Вдруг станет мир — на миг, но весь, на краешек, зато бескрайний…

Земля моя, ни умирать, ни жить веселою синицей

В твоих ладонях никогда я не умела. Но сыграй мне

На нервах истонченных блюз. Чтоб мука музыкой казалась…

(Ты помнишь— Анненский…) Для муз едино все, различья нет им.

Пусть будет музыкой все то, что вызывает смех и жалость

У здешних, взрослых и таких, как нужно, жителей планеты.

С недоуменьем и тоской, с неузнаванием и плохо,

Неузнаваемо, смешно я говорю с тобой и плачу.

Нам снится воля и покой. А за окном шумит эпоха

О том, кому тебя вручить, как вещь ненужную, впридачу.

 

 

 

* * *

Пусть ты никогда не услышишь меня,

От первого сна до последнего дня

 

Ничто не напрасно, ничто не пройдет.

Сквозь вечность пространства, сквозь времени лед

 

Летя, замирая, в горячей мольбе

Душа моя рвется и рвется к тебе.

 

Пусть разум, как дедушка в длинном плаще, —

Бродячий философ про жизнь вообще,

 

Писатель про заек и двоечник про

Конкретное зло и живое добро —

 

Все бродит по книгам, маячит в мечтах,

И делает выводы, не дочитав:

 

«Реальность — не в этом, реальность— не в том»….

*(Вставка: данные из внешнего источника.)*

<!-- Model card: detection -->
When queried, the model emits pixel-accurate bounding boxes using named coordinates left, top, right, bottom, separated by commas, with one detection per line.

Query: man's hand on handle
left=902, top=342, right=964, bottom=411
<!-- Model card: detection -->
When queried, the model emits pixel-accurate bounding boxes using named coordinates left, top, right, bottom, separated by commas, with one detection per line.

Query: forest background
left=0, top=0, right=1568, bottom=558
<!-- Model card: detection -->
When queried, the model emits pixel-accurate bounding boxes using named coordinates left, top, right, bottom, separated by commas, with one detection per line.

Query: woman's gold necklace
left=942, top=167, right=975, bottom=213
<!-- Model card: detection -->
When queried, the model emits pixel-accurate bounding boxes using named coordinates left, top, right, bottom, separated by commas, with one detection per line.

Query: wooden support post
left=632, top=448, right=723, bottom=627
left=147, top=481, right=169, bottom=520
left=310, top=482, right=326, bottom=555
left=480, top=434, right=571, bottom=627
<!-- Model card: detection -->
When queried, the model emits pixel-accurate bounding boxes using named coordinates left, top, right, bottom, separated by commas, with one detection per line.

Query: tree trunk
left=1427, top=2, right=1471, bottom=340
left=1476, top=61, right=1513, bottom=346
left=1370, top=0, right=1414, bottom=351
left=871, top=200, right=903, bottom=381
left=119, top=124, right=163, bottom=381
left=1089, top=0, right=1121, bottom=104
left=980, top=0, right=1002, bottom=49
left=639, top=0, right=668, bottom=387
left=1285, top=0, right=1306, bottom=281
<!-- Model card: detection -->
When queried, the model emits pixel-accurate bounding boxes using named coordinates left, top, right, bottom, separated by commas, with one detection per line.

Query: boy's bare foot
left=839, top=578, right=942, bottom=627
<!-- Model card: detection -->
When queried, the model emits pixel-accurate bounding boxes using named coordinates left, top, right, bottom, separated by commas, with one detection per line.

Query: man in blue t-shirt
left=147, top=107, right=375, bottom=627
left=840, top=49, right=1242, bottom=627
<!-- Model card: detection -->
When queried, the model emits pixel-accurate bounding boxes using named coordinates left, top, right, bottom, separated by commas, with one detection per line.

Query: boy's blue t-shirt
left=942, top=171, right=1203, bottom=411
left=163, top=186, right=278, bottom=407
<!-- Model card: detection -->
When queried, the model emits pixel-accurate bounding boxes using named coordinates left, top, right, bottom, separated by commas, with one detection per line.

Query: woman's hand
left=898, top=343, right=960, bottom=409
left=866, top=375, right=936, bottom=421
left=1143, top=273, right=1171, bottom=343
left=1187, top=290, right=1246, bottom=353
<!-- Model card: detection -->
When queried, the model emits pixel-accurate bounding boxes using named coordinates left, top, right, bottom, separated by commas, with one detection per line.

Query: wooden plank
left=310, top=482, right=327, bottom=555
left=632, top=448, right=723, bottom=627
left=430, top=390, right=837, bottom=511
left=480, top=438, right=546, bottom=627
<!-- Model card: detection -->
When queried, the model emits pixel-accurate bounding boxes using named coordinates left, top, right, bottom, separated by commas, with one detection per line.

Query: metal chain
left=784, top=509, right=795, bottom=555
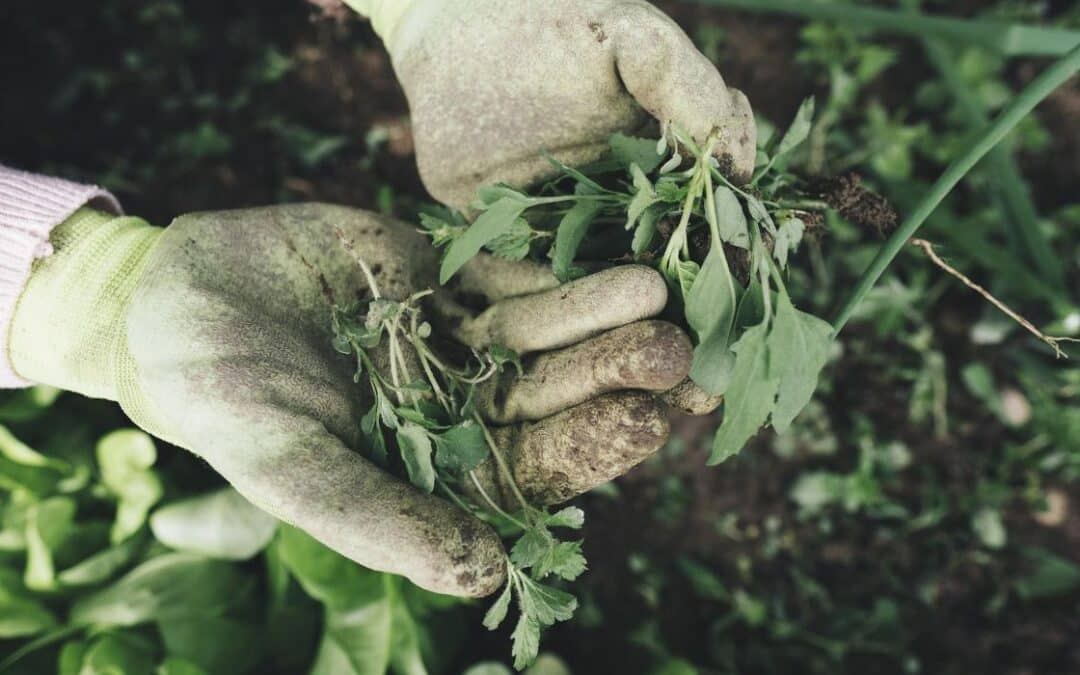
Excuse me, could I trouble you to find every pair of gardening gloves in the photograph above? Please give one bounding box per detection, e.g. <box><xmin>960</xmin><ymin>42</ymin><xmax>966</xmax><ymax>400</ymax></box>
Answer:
<box><xmin>10</xmin><ymin>0</ymin><xmax>755</xmax><ymax>596</ymax></box>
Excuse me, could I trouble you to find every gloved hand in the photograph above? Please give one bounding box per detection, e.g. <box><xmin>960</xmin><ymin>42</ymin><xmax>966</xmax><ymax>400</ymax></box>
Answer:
<box><xmin>345</xmin><ymin>0</ymin><xmax>756</xmax><ymax>208</ymax></box>
<box><xmin>11</xmin><ymin>204</ymin><xmax>690</xmax><ymax>596</ymax></box>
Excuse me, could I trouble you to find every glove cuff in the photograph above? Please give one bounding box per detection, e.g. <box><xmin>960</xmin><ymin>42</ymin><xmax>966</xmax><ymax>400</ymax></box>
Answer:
<box><xmin>0</xmin><ymin>164</ymin><xmax>123</xmax><ymax>388</ymax></box>
<box><xmin>10</xmin><ymin>207</ymin><xmax>162</xmax><ymax>401</ymax></box>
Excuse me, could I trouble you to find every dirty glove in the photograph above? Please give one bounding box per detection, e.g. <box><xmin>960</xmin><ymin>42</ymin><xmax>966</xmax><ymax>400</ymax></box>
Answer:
<box><xmin>345</xmin><ymin>0</ymin><xmax>756</xmax><ymax>208</ymax></box>
<box><xmin>10</xmin><ymin>204</ymin><xmax>690</xmax><ymax>596</ymax></box>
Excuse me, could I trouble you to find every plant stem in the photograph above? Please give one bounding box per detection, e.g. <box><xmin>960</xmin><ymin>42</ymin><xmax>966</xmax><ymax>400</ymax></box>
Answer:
<box><xmin>473</xmin><ymin>413</ymin><xmax>529</xmax><ymax>521</ymax></box>
<box><xmin>691</xmin><ymin>0</ymin><xmax>1080</xmax><ymax>56</ymax></box>
<box><xmin>833</xmin><ymin>41</ymin><xmax>1080</xmax><ymax>337</ymax></box>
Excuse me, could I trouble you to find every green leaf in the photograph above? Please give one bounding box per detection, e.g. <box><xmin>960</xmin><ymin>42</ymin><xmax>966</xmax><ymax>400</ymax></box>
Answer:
<box><xmin>56</xmin><ymin>537</ymin><xmax>145</xmax><ymax>586</ymax></box>
<box><xmin>56</xmin><ymin>640</ymin><xmax>86</xmax><ymax>675</ymax></box>
<box><xmin>150</xmin><ymin>487</ymin><xmax>278</xmax><ymax>561</ymax></box>
<box><xmin>158</xmin><ymin>615</ymin><xmax>265</xmax><ymax>673</ymax></box>
<box><xmin>276</xmin><ymin>523</ymin><xmax>383</xmax><ymax>610</ymax></box>
<box><xmin>708</xmin><ymin>322</ymin><xmax>780</xmax><ymax>464</ymax></box>
<box><xmin>769</xmin><ymin>292</ymin><xmax>833</xmax><ymax>433</ymax></box>
<box><xmin>518</xmin><ymin>573</ymin><xmax>578</xmax><ymax>626</ymax></box>
<box><xmin>435</xmin><ymin>419</ymin><xmax>491</xmax><ymax>476</ymax></box>
<box><xmin>713</xmin><ymin>185</ymin><xmax>750</xmax><ymax>249</ymax></box>
<box><xmin>672</xmin><ymin>260</ymin><xmax>701</xmax><ymax>298</ymax></box>
<box><xmin>1015</xmin><ymin>549</ymin><xmax>1080</xmax><ymax>599</ymax></box>
<box><xmin>397</xmin><ymin>422</ymin><xmax>435</xmax><ymax>492</ymax></box>
<box><xmin>630</xmin><ymin>204</ymin><xmax>666</xmax><ymax>259</ymax></box>
<box><xmin>484</xmin><ymin>218</ymin><xmax>532</xmax><ymax>261</ymax></box>
<box><xmin>971</xmin><ymin>507</ymin><xmax>1007</xmax><ymax>550</ymax></box>
<box><xmin>772</xmin><ymin>216</ymin><xmax>806</xmax><ymax>269</ymax></box>
<box><xmin>23</xmin><ymin>497</ymin><xmax>76</xmax><ymax>591</ymax></box>
<box><xmin>79</xmin><ymin>633</ymin><xmax>154</xmax><ymax>675</ymax></box>
<box><xmin>0</xmin><ymin>588</ymin><xmax>57</xmax><ymax>639</ymax></box>
<box><xmin>311</xmin><ymin>575</ymin><xmax>431</xmax><ymax>675</ymax></box>
<box><xmin>484</xmin><ymin>580</ymin><xmax>512</xmax><ymax>631</ymax></box>
<box><xmin>608</xmin><ymin>133</ymin><xmax>664</xmax><ymax>174</ymax></box>
<box><xmin>626</xmin><ymin>164</ymin><xmax>658</xmax><ymax>230</ymax></box>
<box><xmin>476</xmin><ymin>183</ymin><xmax>534</xmax><ymax>206</ymax></box>
<box><xmin>532</xmin><ymin>541</ymin><xmax>588</xmax><ymax>581</ymax></box>
<box><xmin>157</xmin><ymin>657</ymin><xmax>210</xmax><ymax>675</ymax></box>
<box><xmin>510</xmin><ymin>615</ymin><xmax>540</xmax><ymax>671</ymax></box>
<box><xmin>438</xmin><ymin>197</ymin><xmax>530</xmax><ymax>284</ymax></box>
<box><xmin>69</xmin><ymin>553</ymin><xmax>244</xmax><ymax>629</ymax></box>
<box><xmin>773</xmin><ymin>96</ymin><xmax>814</xmax><ymax>158</ymax></box>
<box><xmin>97</xmin><ymin>429</ymin><xmax>163</xmax><ymax>543</ymax></box>
<box><xmin>551</xmin><ymin>200</ymin><xmax>599</xmax><ymax>283</ymax></box>
<box><xmin>510</xmin><ymin>527</ymin><xmax>554</xmax><ymax>568</ymax></box>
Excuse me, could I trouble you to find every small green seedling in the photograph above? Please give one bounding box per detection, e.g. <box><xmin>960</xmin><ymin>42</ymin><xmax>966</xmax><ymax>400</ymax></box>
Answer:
<box><xmin>422</xmin><ymin>98</ymin><xmax>832</xmax><ymax>464</ymax></box>
<box><xmin>333</xmin><ymin>258</ymin><xmax>585</xmax><ymax>670</ymax></box>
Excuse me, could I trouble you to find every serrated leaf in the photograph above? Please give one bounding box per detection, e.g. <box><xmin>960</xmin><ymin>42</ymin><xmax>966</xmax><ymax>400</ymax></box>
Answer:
<box><xmin>510</xmin><ymin>527</ymin><xmax>555</xmax><ymax>568</ymax></box>
<box><xmin>532</xmin><ymin>541</ymin><xmax>586</xmax><ymax>581</ymax></box>
<box><xmin>435</xmin><ymin>419</ymin><xmax>491</xmax><ymax>476</ymax></box>
<box><xmin>484</xmin><ymin>581</ymin><xmax>511</xmax><ymax>631</ymax></box>
<box><xmin>551</xmin><ymin>200</ymin><xmax>599</xmax><ymax>283</ymax></box>
<box><xmin>518</xmin><ymin>575</ymin><xmax>578</xmax><ymax>626</ymax></box>
<box><xmin>484</xmin><ymin>218</ymin><xmax>532</xmax><ymax>261</ymax></box>
<box><xmin>769</xmin><ymin>292</ymin><xmax>833</xmax><ymax>433</ymax></box>
<box><xmin>773</xmin><ymin>96</ymin><xmax>814</xmax><ymax>158</ymax></box>
<box><xmin>626</xmin><ymin>164</ymin><xmax>658</xmax><ymax>230</ymax></box>
<box><xmin>708</xmin><ymin>322</ymin><xmax>780</xmax><ymax>464</ymax></box>
<box><xmin>510</xmin><ymin>615</ymin><xmax>540</xmax><ymax>671</ymax></box>
<box><xmin>438</xmin><ymin>197</ymin><xmax>530</xmax><ymax>284</ymax></box>
<box><xmin>686</xmin><ymin>245</ymin><xmax>737</xmax><ymax>394</ymax></box>
<box><xmin>397</xmin><ymin>422</ymin><xmax>435</xmax><ymax>492</ymax></box>
<box><xmin>713</xmin><ymin>185</ymin><xmax>750</xmax><ymax>249</ymax></box>
<box><xmin>608</xmin><ymin>133</ymin><xmax>666</xmax><ymax>174</ymax></box>
<box><xmin>630</xmin><ymin>204</ymin><xmax>664</xmax><ymax>259</ymax></box>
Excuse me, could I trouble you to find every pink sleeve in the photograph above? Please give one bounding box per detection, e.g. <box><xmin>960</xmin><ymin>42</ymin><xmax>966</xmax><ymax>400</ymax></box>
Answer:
<box><xmin>0</xmin><ymin>164</ymin><xmax>123</xmax><ymax>389</ymax></box>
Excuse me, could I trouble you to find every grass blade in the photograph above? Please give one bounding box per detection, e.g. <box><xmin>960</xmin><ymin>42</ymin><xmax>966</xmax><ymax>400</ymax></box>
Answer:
<box><xmin>690</xmin><ymin>0</ymin><xmax>1080</xmax><ymax>56</ymax></box>
<box><xmin>833</xmin><ymin>46</ymin><xmax>1080</xmax><ymax>336</ymax></box>
<box><xmin>926</xmin><ymin>40</ymin><xmax>1065</xmax><ymax>288</ymax></box>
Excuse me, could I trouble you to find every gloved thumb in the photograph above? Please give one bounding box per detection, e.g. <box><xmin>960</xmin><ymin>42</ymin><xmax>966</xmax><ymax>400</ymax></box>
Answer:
<box><xmin>592</xmin><ymin>2</ymin><xmax>757</xmax><ymax>183</ymax></box>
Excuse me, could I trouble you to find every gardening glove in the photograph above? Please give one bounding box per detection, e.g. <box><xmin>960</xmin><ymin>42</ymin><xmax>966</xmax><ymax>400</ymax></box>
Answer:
<box><xmin>10</xmin><ymin>204</ymin><xmax>690</xmax><ymax>596</ymax></box>
<box><xmin>345</xmin><ymin>0</ymin><xmax>756</xmax><ymax>211</ymax></box>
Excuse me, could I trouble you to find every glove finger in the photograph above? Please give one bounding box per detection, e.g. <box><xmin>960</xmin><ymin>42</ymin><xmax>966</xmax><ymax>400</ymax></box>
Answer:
<box><xmin>450</xmin><ymin>265</ymin><xmax>667</xmax><ymax>354</ymax></box>
<box><xmin>454</xmin><ymin>253</ymin><xmax>558</xmax><ymax>305</ymax></box>
<box><xmin>467</xmin><ymin>391</ymin><xmax>671</xmax><ymax>509</ymax></box>
<box><xmin>660</xmin><ymin>378</ymin><xmax>724</xmax><ymax>415</ymax></box>
<box><xmin>476</xmin><ymin>321</ymin><xmax>692</xmax><ymax>424</ymax></box>
<box><xmin>603</xmin><ymin>3</ymin><xmax>757</xmax><ymax>183</ymax></box>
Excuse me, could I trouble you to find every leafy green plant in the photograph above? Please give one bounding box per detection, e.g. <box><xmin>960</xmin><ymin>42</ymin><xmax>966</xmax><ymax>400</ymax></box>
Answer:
<box><xmin>333</xmin><ymin>259</ymin><xmax>585</xmax><ymax>670</ymax></box>
<box><xmin>423</xmin><ymin>99</ymin><xmax>832</xmax><ymax>463</ymax></box>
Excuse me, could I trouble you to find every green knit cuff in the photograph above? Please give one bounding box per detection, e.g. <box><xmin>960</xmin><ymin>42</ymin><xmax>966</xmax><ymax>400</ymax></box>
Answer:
<box><xmin>10</xmin><ymin>207</ymin><xmax>162</xmax><ymax>401</ymax></box>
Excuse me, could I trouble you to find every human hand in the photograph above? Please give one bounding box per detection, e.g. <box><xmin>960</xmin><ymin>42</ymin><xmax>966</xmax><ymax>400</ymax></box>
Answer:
<box><xmin>12</xmin><ymin>204</ymin><xmax>690</xmax><ymax>596</ymax></box>
<box><xmin>384</xmin><ymin>0</ymin><xmax>756</xmax><ymax>210</ymax></box>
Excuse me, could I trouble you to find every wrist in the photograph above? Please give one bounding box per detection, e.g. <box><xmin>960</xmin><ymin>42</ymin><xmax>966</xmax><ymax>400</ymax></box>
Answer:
<box><xmin>9</xmin><ymin>207</ymin><xmax>162</xmax><ymax>401</ymax></box>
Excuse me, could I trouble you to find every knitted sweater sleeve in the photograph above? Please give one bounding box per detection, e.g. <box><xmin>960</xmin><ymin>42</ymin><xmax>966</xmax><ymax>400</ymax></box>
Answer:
<box><xmin>0</xmin><ymin>164</ymin><xmax>122</xmax><ymax>389</ymax></box>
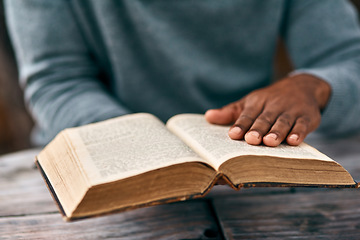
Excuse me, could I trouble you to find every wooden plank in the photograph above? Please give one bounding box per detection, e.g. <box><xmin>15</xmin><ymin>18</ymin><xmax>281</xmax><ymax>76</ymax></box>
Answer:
<box><xmin>213</xmin><ymin>189</ymin><xmax>360</xmax><ymax>239</ymax></box>
<box><xmin>307</xmin><ymin>134</ymin><xmax>360</xmax><ymax>181</ymax></box>
<box><xmin>0</xmin><ymin>200</ymin><xmax>221</xmax><ymax>239</ymax></box>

Но что же — в летящем листе золотом,

 

В дожде, в серебристом речном ветерке?

Кто выдумал образ синицы в руке,

 

Тот знает, быть может, ответ на вопрос.

Взлетает синица над россыпью рос,

 

Над россыпью судеб, над болью земной…

А ты навсегда остаешься со мной.

 

 

* * *

Не надо, снег, пожалуйста, не прячь

Открытую испуганную землю.

Она твой шепот обратила в плач,

Не оттого ль, вернее, не над тем ли

 

Несбывшимся мгновением весны,

Которое ты отдаляешь снова…

Поверь, не гибель ждет тебя, а сны

О краткой вечности всего земного.

 

И ты расскажешь там, на небесах

Что знал тепло и не жалел об этом,

И понял вдруг, что гибель — не в слезах,

А в торжестве над радостью и светом.

 

 

* * *

Смешались слезы и апрельский снегопад…

Благословенна та чудесная, чьи руки

Тебя качали и удерживали над

Землей холодной, полной горести и муки.

 

И на ладонях, всех обветренных, сухих

Которых в руки не возьмешь ты — не родные —

Изгибы рек других, набросок мук других,

Других и присно, и всегда, и даже ныне,

 

Когда ты в сердце солнцем ранящим молчишь,

Когда шепчу сквозь ледяные дуновенья:

О мой любимый, недоверчивый малыш,

Дай удержать тебя от боли и забвенья…

 

Но нет ни в мире, ни над миром волшебства,

Чтоб две души — две разных грани поднебесья —

Соединились, как бродячие слова

В печальной песне.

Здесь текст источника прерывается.